Seminario: Dominique Meyer (Institute of Space Sciences ICE, CSIC, Campus UAB, Barcelona, Spain)

When:
14 May 2024 @ 15:00 – 16:30
2024-05-14T15:00:00+02:00
2024-05-14T16:30:00+02:00

Speaker Dominique Meyer (Institute of Space Sciences ICE, CSIC, Campus UAB, Barcelona, Spain)

Titolo: “Supernova remnants of massive stars”
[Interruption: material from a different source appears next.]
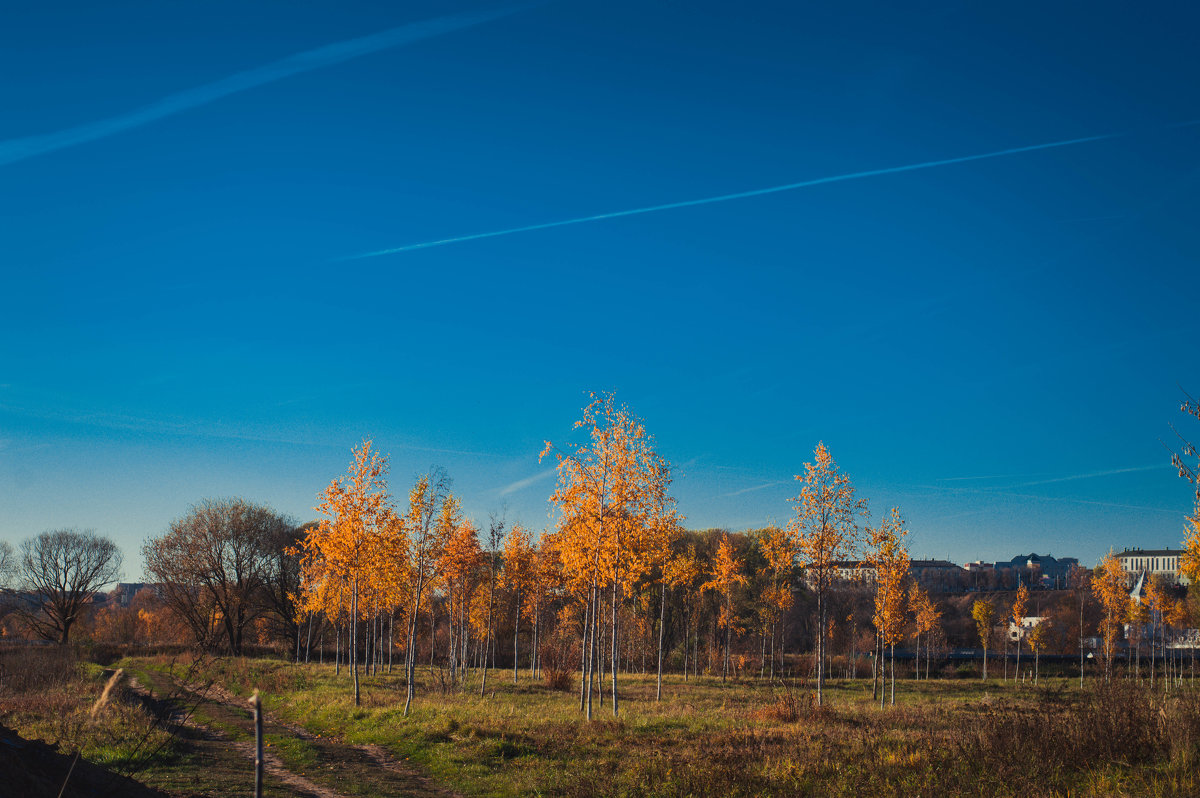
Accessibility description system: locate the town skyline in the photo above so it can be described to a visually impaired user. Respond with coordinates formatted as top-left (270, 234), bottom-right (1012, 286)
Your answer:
top-left (0, 0), bottom-right (1200, 578)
Abstract: Stars more massive than our Sun by at least a factor of ten are rare but seminal objects in galaxies such our Milky Way. Their powerful radiation, stellar winds, and explosive deaths are dominant engines driving the cycle of matter in the interstellar medium by ionizing and chemically enriching it, inducing turbulence, and producing cosmic rays. The direct surroundings of massive stars (circumstellar medium) appear as gaseous nebulae visible accross the electromagnetic spectrum.  The shapes of the nebulae and their physical charcteristics are the important fingerprints of past stellar evolution and the ambient medium properties. However, to understand how massive stars interact with their surrownding during their lives and after their deaths the sophysitacted multi-dimensional magneto-hydrodynamical and radiative transfer numerical simulations are required. In this talk we will take a journey throughout the lives of massive stars, from their infant to defunct evolutionary phases. We will employ some of the most complex numeric models exisiting to date to discover how interstellar medium morphology is sculptured by massive stars and what does it tell us about stellar feedback in galaxies. Particularly, we will present simulations tailored to the surroundings of evolved massive stars like the red supergiant Betelgeuse and Wolf-Rayet stars, to constrain their past evolution. Finally, we will explore what the asymmetries in non-thermal remnants left behind massive stars which died in a supernova explosion, like the Cygnus Loop nebula and pulsar wind nebulae, tell us about stellar lives.